C. C. Martin

C. C. Martin was born November 9, 1900, in Geneva County, Alabama. He was brought up in the Methodist Protestant Church in that part of the state and answered the call to the ministry and was admitted on trial in the Alabama Conference of the Methodist Protestant Church and ordained elder in 1932. Brother C. C. Martin and wife were loaned to the Florida Conference to do home mission work in northwest Florida in 1933, and later he became a member of the Florida Conference of the Methodist Protestant Church. When Church Union came he and his family made a good adjustment to this much larger fellowship.

Brother Martin's pastorates included Honeyville at Wewahitchka, New Life Circuit, Fenholloway Mission, Leon Mission, Waldo, Cedar Key, Coleman, Garden City, Callahan, Baldwin-Briceville, and Friendship, Clearwater.

Due to the condition of his health, Brother C. C. was forced to retire in 1957, at which time he and his wife moved to Miccosukee, where they lived at the time of his passing.

Brother C. C. was united in marriage to Miss Fannie Thomas, January 15th, 1922 in Alabama and on January 15th of this year they celebrated their 41st Anniversary and on the night of the 16th of that month he passed away in his sleep to the Father's house.

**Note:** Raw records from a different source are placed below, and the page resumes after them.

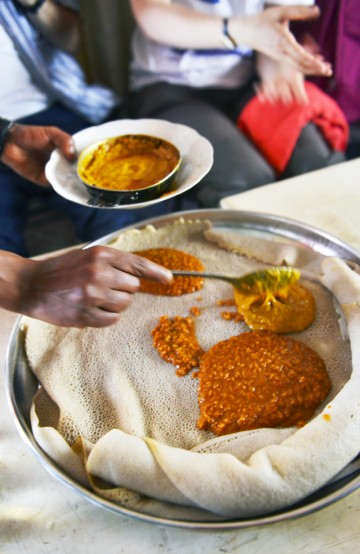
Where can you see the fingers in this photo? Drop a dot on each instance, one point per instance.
(139, 266)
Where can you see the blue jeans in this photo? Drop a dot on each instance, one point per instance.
(89, 223)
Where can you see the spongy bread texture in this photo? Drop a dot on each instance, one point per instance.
(110, 385)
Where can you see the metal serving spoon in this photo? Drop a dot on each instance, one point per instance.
(259, 281)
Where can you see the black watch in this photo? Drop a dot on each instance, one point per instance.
(5, 125)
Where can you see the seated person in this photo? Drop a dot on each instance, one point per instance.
(88, 287)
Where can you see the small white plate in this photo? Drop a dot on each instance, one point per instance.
(196, 152)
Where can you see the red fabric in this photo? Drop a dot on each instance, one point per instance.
(275, 128)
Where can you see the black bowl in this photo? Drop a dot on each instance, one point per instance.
(128, 169)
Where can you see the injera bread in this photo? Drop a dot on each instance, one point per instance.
(139, 442)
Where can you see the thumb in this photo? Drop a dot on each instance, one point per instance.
(294, 13)
(64, 142)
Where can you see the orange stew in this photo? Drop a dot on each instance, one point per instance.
(176, 342)
(259, 379)
(172, 259)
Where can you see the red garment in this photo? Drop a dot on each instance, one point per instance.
(275, 128)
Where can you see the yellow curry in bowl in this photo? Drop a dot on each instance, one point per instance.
(129, 168)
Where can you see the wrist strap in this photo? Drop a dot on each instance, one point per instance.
(228, 41)
(5, 125)
(31, 9)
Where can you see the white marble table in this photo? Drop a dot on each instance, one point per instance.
(40, 515)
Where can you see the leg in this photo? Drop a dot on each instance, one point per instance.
(12, 211)
(237, 164)
(311, 152)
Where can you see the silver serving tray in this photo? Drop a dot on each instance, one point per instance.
(21, 384)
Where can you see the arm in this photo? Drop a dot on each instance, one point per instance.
(80, 288)
(266, 32)
(27, 148)
(279, 82)
(58, 24)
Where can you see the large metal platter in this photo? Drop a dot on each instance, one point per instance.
(21, 384)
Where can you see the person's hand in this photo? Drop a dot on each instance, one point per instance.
(270, 35)
(279, 82)
(28, 148)
(80, 288)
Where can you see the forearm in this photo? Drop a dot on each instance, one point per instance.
(181, 27)
(14, 273)
(60, 25)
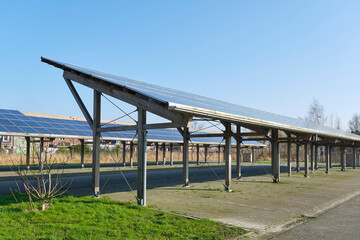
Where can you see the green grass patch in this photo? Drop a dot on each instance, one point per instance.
(73, 217)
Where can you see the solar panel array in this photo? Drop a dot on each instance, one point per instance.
(15, 122)
(187, 102)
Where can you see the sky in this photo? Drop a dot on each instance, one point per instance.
(277, 56)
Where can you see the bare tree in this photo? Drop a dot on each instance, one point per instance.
(354, 124)
(40, 184)
(316, 113)
(334, 122)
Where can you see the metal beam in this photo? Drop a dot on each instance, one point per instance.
(79, 102)
(297, 157)
(238, 151)
(171, 155)
(152, 105)
(27, 152)
(164, 154)
(157, 153)
(186, 156)
(227, 159)
(206, 147)
(197, 154)
(327, 158)
(131, 154)
(82, 152)
(124, 153)
(96, 144)
(316, 155)
(354, 157)
(343, 165)
(289, 158)
(141, 162)
(275, 153)
(306, 160)
(206, 135)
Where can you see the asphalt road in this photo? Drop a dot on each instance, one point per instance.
(155, 178)
(342, 222)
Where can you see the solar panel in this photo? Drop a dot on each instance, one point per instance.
(204, 106)
(31, 125)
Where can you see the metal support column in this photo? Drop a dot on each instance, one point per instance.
(141, 162)
(227, 136)
(330, 156)
(343, 166)
(219, 154)
(354, 157)
(312, 158)
(171, 155)
(186, 156)
(289, 157)
(27, 152)
(131, 154)
(82, 152)
(41, 157)
(157, 153)
(238, 152)
(275, 155)
(297, 157)
(206, 152)
(164, 154)
(327, 158)
(197, 154)
(124, 153)
(96, 144)
(306, 160)
(316, 155)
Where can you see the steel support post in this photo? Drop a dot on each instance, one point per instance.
(238, 152)
(96, 144)
(354, 157)
(206, 152)
(157, 153)
(131, 154)
(312, 158)
(327, 158)
(275, 155)
(141, 162)
(330, 156)
(27, 152)
(306, 160)
(164, 154)
(197, 154)
(219, 154)
(124, 153)
(227, 159)
(316, 155)
(171, 155)
(343, 166)
(186, 156)
(289, 157)
(82, 152)
(41, 157)
(297, 157)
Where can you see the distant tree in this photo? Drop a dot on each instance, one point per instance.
(354, 124)
(316, 113)
(334, 122)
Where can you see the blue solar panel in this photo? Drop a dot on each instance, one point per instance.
(62, 127)
(204, 106)
(5, 122)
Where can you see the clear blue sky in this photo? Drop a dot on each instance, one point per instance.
(271, 55)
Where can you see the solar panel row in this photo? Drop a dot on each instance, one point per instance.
(12, 121)
(187, 102)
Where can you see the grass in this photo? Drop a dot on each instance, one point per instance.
(88, 218)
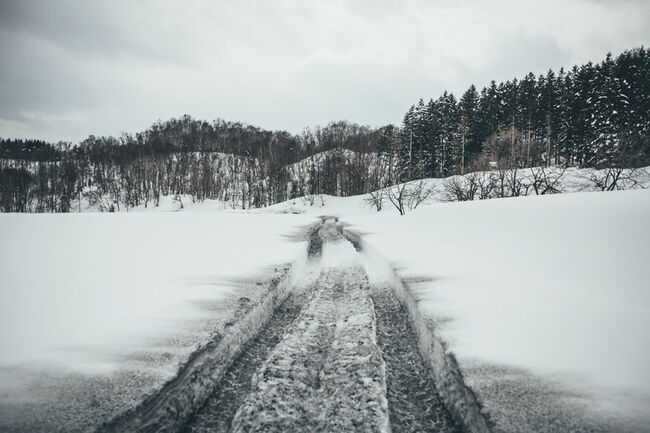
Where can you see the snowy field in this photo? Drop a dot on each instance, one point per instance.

Beside his widow he leaves three daughters: Mrs. Neal Vause, Mrs. L. D. Davis, Mrs. E. L. Herold, and sons Reverend H. P. and Howard McDonald, and M. H. Martin. Only eternity will reveal the total good this earnest and devoted man of God has accomplished during the 29 years of his ministry.

After Brother Martin's passing January 16th, 1963, the Funeral Services were conducted by Dr. Shuler Peele, and Dr. R. C. Holmes, District Superintendent, and burial was in Tallahassee, Florida. Brother Martin and his wife have long been greeted by their friends at Annual Conference time, and they shall be greatly missed as a team who worked faithfully together, but they shall meet again, and all those whom he has won to the Master while faithfully performing his ministerial tasks here.